Kaum ein Produzent hat in den vergangenen zwanzig Jahren das britische Rave-Kontinuum derart entscheidend mitgeprägt und ist dennoch so sehr im Hintergrund geblieben wie Steve Gurley. Als Mitglied von Foul Play war er an der Transformation von UK-Hardcore zu Jungle beteiligt und gehörte zum festen Kern des einflussreichen Labels Moving Shadow. Als Ende der Neunziger mit 2-Step wieder ein neuer Stil entstand, war Gurley ebenfalls beteiligt und produzierte in der Folge unter einer Vielzahl von Künstlernamen vor allem Remixe (für Basement Jaxx, Artful Dodger und andere) sowie R’n’B-Bootlegs. Dabei war es vor allem Gurleys unverwechselbare Kombination von „harten“ Bässen und leichtfüßigen Beats und Melodien, die ihn für einen Teil der Produzenten aus der nachfolgenden Dubstep-Generation zu einem Vorbild machten. Nach längerer Funkstille meldet sich Gurley jetzt wieder zurück, und zwar an der Seite von Dave Jones alias Zed Bias – einem weiteren Veteranen aus 2-Step-Zeiten. Das Stück „Roll“ (Keysound) ist nach Angaben des Labels die erste direkte Zusammenarbeit von Bias & Gurley, das Ergebnis des Treffens der beiden Schwergewichte ist jedoch eher ernüchternd. Zwar sind die Beats fein und detailliert gefertigt, wie von Gurley nicht anders zu erwarten. Darüber klingt das Stück, in dem eine verzerrte Stimme üner einem immer wieder auftauchenden Loop „This is how we roll!“ verkündet, ziemlich uninspiriert. Interessant ist jedoch, dass Jones und Gurley nicht das Tempo von 2-Step und Dubstep (circa 140 BPM) gewählt haben, sondern mit 130 BPM eher die Geschwindigkeit von UK-Funky anpeilen, die sich im Augenblick als verbindendes Element für die stilistisch breit gefächerte britische Post-Dubstep-Tanzmusik herausbildet.
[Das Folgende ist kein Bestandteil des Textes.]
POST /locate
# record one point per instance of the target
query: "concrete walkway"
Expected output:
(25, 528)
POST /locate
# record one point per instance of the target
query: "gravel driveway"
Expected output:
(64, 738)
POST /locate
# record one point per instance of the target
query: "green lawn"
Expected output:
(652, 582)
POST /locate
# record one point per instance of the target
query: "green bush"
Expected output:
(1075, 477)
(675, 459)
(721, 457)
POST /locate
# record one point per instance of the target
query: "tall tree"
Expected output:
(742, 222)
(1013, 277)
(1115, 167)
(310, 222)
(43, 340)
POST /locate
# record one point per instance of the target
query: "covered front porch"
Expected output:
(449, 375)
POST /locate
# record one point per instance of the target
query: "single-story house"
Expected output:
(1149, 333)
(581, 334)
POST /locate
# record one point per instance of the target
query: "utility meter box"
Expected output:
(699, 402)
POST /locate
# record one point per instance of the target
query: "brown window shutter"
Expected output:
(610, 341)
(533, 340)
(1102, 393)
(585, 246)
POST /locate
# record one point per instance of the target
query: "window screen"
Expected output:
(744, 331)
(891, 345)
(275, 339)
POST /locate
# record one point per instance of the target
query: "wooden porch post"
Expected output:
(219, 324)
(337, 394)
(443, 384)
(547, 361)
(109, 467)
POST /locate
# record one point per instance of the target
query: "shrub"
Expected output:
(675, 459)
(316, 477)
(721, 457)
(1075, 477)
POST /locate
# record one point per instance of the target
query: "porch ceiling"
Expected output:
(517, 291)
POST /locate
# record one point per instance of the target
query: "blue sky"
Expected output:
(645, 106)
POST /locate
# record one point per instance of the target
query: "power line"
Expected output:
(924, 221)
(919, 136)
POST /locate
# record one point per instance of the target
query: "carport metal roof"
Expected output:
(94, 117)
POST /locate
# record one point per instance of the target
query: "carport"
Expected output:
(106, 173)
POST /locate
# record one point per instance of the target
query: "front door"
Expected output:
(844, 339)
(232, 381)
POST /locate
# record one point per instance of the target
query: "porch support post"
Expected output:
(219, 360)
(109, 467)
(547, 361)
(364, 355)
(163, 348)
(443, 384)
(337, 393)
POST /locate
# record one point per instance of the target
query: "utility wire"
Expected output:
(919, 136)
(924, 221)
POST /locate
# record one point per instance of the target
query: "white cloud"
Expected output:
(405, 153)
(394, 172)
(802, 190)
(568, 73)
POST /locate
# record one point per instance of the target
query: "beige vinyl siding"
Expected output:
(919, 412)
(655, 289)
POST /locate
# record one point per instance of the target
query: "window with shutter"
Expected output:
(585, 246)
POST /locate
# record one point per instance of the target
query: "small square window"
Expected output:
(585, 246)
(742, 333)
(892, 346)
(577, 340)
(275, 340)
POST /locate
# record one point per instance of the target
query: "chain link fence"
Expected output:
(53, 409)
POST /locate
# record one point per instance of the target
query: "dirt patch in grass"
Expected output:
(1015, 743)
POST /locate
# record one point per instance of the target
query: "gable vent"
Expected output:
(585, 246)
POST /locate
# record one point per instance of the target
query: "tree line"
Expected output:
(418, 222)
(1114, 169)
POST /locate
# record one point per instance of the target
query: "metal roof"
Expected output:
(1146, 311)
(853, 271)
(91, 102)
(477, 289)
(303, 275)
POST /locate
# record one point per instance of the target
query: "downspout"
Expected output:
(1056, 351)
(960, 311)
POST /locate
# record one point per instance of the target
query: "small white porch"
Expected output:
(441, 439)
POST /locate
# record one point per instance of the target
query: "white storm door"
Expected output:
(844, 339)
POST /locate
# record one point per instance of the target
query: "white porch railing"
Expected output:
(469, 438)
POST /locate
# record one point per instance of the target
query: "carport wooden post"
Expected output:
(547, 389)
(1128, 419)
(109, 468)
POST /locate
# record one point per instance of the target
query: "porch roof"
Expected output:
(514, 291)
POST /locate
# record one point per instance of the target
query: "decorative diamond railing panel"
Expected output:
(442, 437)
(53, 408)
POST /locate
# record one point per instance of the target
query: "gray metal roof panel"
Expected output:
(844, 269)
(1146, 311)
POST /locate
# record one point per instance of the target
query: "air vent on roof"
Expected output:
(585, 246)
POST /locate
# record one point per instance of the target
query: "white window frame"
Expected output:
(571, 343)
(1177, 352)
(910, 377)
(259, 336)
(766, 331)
Ebenfalls fast durchgehend in diesem Tempo liegen die Stücke auf dem Debütalbum Routes (Keysound) von LV feat. Joshua Idehen. Das dreiköpfige Produzententeam und der Spokenword-Poet setzen damit ihre Zusammenarbeit fort, die sie im vergangenen Jahr mit der „38“-EP (Keysound), auf der Idehen Geschichten aus der Londoner Buslinie 38 erzählte, begonnen hatten. Wieder geht es in den Reimen um die Themse-Metropole, ihre Verkehrswege, Stadtviertel und die Menschen, die sie bevölkern. Doch während auf der Vorgängerplatte die Stimme Idehens im Vordergrund stand, wird sie dieses Mal von den Produzenten manipuliert, verändert und verstärkt als Rhythmuselement verwendet. Bei vielen Tracks sind nur Satzfetzen oder einzelne Wörter zu hören, manchmal erzählt oder singt Idehen jedoch auch vollständige Geschichten. Die Musik von LV, die dadurch stärker in den Vordergrund rückt, ist ein Kaleidoskop der Stile, die auf den Londoner Piratensendern zurzeit gespielt werden: Es tauchen Elemente von UK-Funky, Dubstep, Grime sowie – weil ein Mitglied der Band in Kapstadt geboren wurde – südafrikanischem House auf.

Etwas härter geht Damon Kirkham die 130er-Tempozone an: Unter dem Pseudonym Jon Convex folgt der Produzent seinem Instra:mental-Partner Alex Green (alias Boddika) auf Solopfaden. Die drei Stücke auf seiner Debüt-EP „Convexations“ (3024) sind ähnlich stark von Electro beeinflusst wie die letzten gemeinsamen Veröffentlichungen von Instra:mental. Im Vergleich zu Green, dessen Boddika-Platten auch Referenzen an UK-Funky und Achtzigerjahre-Pop aufweisen, ist der Soloklang von Kirkham jedoch druckvoller und näher an Techno. Vor allem das Titelstück der Convex-EP hat einen verschwitzten und düsteren Sexappeal. Im Spannungsfeld zwischen Post-Dubstep, UK-Funky und House operiert dagegen das Label Deep Teknologi, dessen Macher gerade eine Compilation mit Remixen der bisherigen Veröffentlichungen (Deep Teknologi: The Remixes) veröffentlicht haben. Stücke wie J. Bevins „When It Comes“ in der Neubearbeitung des Label-Mitbetreibers T. Williams schlagen eine Brücke zur klassischen Houseästhetik, ohne die gewisse Londoner „Ruffness“ preiszugeben.